Absurd dabei ist natürlich der Umstand, dass man Zeuge einer Debatte ist, deren eigentlicher Gegenstand für die Öffentlichkeit so gut wie unsichtbar ist. Es kann sich etwas wiederholen, was auch bei dem Skandal um Scorseses „The Last Temptation“ zu beobachten war: Der Skandal hebt sich vom Film ab, wird wichtiger und sogar unterhaltsamer. Und sein Gegenstand geht verloren.

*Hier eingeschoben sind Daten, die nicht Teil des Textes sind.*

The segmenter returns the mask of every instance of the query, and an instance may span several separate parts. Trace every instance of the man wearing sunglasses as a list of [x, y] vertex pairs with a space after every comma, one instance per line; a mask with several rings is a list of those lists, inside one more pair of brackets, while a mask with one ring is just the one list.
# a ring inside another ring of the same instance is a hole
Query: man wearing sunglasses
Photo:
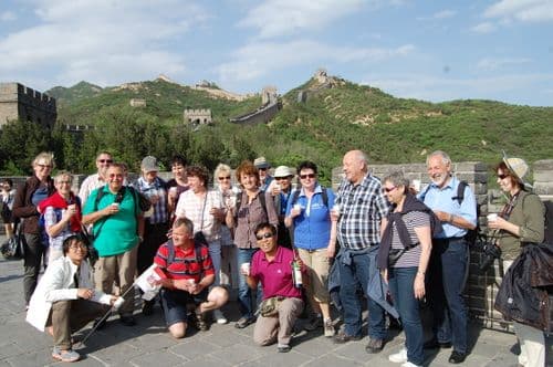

Das wäre für beide Teile schade: für einen Film, den man als cineastische und religiöse, jedenfalls persönliche Vision durchaus erwarten kann, und für eine öffentliche Debatte, die vielleicht tiefer geht, als man auf den ersten Blick wahrnimmt – vom alten Europa aus ohnehin. Denn es ergeben sich zwei Fragen, die miteinander fatal verknüpft sind. Erstens: Wo sind die Grenzen für eine fundamentalistische christliche „Propaganda“, die andere Religionen oder Nichtreligiösität beleidigt, auch da, wo eine solche Beleidigung nicht intendiert sein mag. Zweitens aber: Wo sind die Grenzen gesellschaftlicher und religiöser Pressure Groups bei der Einflussnahme auf Kunst und Information?

Dadurch, dass sich beide Fragen gleichzeitig stellen, ergibt sich für die liberale Position eine unangenehme Falle. Wenn zwei Diskurse sich streiten, freut sich die Ideologie. Oder die Verschwörungstheorie.